While companies are fighting a desperate battle to secure the top talent, they must also carefully vet prospective workers to avoid wasting precious resources. The resulting long recruiting periods aren’t always easy to handle. The uncertainty that comes with an extended search often results in stress and anxiety, and can make the process an unpleasant one.
With that in mind, we offer a few tips to help you get through a long recruiting process.
Stay relaxed — and avoid seeming overeager
Perhaps the worst thing a job applicant can do is give off a whiff of desperation. Too often those in the middle of the recruiting process panic when things seem to be progressing more slowly than expected. This, in turn, tempts them into contacting the company to see if everything is in order.
This is a bad idea, generally speaking. It conveys the wrong message by making you seem needy and overeager. It’s better to assume a confident posture letting people know that, while you’re interested in the job, it’s hardly your only option.
This doesn’t mean that you have to maintain radio silence, however. A follow up thank you letter or e-mail — and perhaps a well-placed recommendation from someone inside the company — are always acceptable.
Keep your options open
Maintaining a full roster of potential employment opportunities is one of the best ways to keep yourself from feeling stress during the recruiting process. If you know that you have plenty of of other targets to pursue, you’ll be far less likely to dwell upon one unresolved job opportunity.

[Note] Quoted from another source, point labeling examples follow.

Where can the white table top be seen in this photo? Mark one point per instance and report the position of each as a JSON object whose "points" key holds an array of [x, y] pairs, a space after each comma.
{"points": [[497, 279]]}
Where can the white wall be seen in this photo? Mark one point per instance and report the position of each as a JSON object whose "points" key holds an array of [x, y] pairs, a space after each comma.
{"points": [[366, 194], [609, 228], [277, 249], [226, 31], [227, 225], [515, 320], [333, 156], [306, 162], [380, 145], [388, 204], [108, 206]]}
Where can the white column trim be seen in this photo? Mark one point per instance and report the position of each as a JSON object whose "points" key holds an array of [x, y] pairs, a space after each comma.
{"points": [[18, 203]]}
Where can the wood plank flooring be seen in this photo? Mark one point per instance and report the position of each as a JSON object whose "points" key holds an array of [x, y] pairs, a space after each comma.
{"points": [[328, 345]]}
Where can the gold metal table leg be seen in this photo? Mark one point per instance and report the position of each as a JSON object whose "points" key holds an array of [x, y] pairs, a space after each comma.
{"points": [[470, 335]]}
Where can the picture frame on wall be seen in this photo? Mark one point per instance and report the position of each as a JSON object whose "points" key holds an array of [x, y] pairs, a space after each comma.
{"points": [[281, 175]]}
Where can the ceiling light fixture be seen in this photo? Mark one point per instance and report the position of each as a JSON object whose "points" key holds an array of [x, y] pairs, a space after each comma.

The best way to accomplish this? Keep applying for jobs, keep lines of communication with recruiters open and keep refining your professional social media presence. One of the single largest mistakes job hunters make is backing off the search once the interview process begins. You don’t want to put all your eggs in one basket, so to speak. By keeping your options open, you’ll enter negotiations with more leverage — and in a better frame of mind.

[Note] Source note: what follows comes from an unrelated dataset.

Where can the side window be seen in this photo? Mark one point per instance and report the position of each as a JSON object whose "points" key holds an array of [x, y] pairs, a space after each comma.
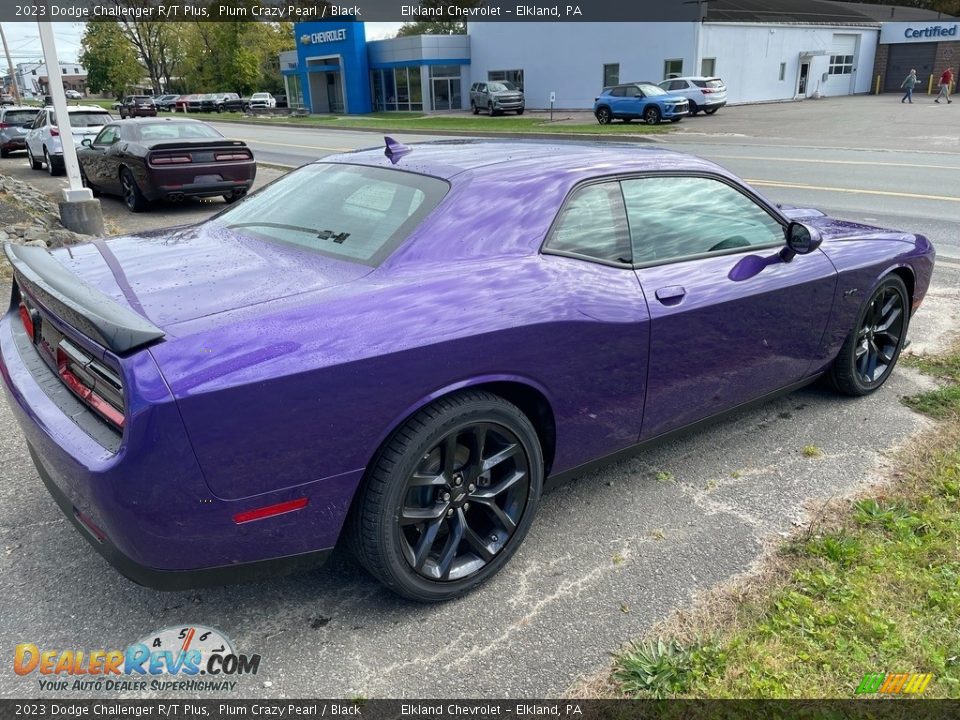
{"points": [[675, 217], [592, 223], [107, 136]]}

Pay close attention to how you’re treated by prospective employers
How a company treats its applicants is a good indication of how its employees are treated. While this isn’t a hard and fast rule, it’s often accurate enough to offer you a good window into working conditions inside the company. If you’re being strung along with little in the way of communication — and treated with bare minimum professional courtesy — the odds are good that the company you’re dealing with views its employees as fungible commodities.
Job seekers who pay close attention to how they’re treated — and balance this information with feedback from other sources — are best positioned to make an informed decision.

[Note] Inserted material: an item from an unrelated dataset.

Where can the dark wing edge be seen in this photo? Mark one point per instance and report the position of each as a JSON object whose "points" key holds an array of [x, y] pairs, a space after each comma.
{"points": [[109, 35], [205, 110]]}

Keep sharpening your skills and building your network
Learning new skills or adding to your professional network is another great way to take your mind off an extended recruiting period. By doing so, you make yourself more appealing to employers and widen your circle of contacts.
Just as importantly, maintaining a drive to self-improve will keep your confidence high, even if the length of the recruiting process extends beyond your expectations.
Create your own momentum
There’s one tried and true way to introduce a bit of urgency into a slack recruiting process — get another offer. Companies eager to secure talent will respond quickly if they feel they are about to be outbid. Additionally, another offer acts as a kind of social and professional proof that you’re desirable.
Another benefit: When it’s time to negotiate, having an offer in hand gives you leverage — and a soft landing spot if things don’t work out.
Recruiting processes take longer to resolve than ever. Yet that’s no reason to sit on the sidelines and hope for the best. By following the advice outlined above, you can make the recruiting process more tolerable — and with any luck, considerably more brief.